Exxon Mobil Corp is considering a multi-billion dollar investment at its Singapore refinery, the company's largest, ahead of new global shipping fuel regulations starting in 2020, a senior executive said on Wednesday.
"We are currently assessing a multi-billion project in our integrated manufacturing facility here in Singapore," Matt Bergeron, vice president of Asia Pacific Fuels Business at Exxon, said at a bunkering conference.
"Should the project proceed, we plan to implement proprietary technologies that will convert lower value by-products into cleaner higher value products including 0.5 percent sulphur fuels that we believe will be the compliant option for the vast majority of the marine sector," Bergeron said.
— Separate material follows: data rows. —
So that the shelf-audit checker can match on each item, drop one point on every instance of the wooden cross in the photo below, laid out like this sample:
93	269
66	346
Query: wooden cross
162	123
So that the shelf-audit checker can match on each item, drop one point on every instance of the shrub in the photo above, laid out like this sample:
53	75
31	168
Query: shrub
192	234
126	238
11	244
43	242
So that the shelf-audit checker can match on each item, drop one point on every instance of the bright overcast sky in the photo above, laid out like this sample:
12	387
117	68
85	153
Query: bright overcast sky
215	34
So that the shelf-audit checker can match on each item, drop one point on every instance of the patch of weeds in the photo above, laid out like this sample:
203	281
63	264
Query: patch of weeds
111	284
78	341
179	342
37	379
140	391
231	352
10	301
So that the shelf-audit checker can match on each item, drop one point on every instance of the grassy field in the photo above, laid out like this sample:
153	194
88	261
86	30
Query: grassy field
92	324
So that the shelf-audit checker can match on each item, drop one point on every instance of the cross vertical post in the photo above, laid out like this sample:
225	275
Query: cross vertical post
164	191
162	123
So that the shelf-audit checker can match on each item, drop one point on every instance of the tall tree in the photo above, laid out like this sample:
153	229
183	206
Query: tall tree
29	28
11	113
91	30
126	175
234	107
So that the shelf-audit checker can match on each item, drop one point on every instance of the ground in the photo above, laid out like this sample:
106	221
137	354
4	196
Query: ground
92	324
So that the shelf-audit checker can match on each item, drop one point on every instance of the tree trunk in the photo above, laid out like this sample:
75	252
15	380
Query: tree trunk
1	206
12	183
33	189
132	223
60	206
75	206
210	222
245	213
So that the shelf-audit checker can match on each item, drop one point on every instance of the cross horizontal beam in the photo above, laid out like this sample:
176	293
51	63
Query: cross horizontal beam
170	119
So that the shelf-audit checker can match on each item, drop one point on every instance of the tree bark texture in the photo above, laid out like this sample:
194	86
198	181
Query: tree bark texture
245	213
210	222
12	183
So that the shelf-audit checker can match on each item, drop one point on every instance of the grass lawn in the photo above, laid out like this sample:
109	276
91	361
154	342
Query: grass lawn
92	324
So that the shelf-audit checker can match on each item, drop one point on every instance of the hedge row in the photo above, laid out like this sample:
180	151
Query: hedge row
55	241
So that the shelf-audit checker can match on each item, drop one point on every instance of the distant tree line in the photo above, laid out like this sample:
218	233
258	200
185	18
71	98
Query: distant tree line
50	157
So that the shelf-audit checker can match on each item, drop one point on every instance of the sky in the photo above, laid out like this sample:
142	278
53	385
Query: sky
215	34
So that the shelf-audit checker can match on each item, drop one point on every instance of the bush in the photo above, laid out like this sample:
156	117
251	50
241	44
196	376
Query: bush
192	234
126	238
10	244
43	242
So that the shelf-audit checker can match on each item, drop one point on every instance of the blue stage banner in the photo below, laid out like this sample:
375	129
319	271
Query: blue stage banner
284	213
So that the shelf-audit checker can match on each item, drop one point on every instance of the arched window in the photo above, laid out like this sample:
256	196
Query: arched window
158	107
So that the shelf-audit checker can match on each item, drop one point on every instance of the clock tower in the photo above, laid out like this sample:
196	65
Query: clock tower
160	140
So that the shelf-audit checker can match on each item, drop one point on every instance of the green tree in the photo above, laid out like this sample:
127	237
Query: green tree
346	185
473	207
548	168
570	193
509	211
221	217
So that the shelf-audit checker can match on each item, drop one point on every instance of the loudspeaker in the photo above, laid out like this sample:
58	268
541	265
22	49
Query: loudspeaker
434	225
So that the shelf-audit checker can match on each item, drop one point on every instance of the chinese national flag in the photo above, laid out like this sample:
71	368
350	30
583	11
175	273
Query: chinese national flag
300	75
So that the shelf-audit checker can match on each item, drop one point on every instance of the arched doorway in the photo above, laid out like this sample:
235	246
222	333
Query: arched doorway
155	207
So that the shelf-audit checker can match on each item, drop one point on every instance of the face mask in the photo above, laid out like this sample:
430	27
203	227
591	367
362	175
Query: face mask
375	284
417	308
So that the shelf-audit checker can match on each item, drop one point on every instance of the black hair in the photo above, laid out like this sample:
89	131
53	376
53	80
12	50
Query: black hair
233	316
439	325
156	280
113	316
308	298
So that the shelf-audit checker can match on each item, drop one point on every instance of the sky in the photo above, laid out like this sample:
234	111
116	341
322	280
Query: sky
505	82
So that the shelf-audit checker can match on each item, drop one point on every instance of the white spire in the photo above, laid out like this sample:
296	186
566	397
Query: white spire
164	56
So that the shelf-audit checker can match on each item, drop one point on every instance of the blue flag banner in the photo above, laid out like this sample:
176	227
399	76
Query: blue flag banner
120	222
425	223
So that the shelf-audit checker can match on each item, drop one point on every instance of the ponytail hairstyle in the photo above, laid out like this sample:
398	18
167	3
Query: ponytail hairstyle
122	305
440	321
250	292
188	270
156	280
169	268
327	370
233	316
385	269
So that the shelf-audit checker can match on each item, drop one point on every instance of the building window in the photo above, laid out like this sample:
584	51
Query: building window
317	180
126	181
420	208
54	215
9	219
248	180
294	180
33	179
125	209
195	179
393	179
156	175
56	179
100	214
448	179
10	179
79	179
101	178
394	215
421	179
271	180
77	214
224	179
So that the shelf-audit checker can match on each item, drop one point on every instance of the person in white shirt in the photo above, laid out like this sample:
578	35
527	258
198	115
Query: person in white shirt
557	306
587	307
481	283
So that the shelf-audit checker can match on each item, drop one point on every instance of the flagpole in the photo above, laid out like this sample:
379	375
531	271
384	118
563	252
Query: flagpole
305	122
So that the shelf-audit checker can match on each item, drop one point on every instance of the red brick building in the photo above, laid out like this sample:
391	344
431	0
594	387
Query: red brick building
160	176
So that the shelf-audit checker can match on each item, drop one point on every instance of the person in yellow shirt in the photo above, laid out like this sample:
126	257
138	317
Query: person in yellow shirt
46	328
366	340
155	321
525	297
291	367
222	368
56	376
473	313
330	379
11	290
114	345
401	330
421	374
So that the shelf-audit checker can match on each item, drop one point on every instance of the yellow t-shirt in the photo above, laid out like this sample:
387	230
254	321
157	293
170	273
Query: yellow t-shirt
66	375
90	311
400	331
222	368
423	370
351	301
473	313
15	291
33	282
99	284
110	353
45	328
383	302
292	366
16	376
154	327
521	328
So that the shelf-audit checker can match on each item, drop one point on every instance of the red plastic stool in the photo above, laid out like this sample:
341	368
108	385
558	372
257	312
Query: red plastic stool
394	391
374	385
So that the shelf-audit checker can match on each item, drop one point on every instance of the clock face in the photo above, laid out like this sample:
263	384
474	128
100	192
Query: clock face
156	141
The International Maritime Organisation (IMO) is introducing new rules on marine fuels from 2020, limiting the sulphur content to 0.5 percent, from 3.5 percent currently, to curb pollution produced by the world's ships.
The shipping and oil refining industries are scrambling to prepare for the shift and have made large investments to comply with the new standards since they were announced in 2016.
Exxon's Singapore refinery is the company's largest, with a capacity of about 592,000 barrels a day. Singapore is also home to the oil giant's biggest integrated petrochemical complex.
"We have already made significant investments at a number of other refineries around the world in order to increase our production capacity of cleaner fuels with lower sulphur content," Bergeron said.
Exxon in September announced it was planning to spend more than $650 million to upgrade the UK's largest oil refinery, Fawley, on England's south coast.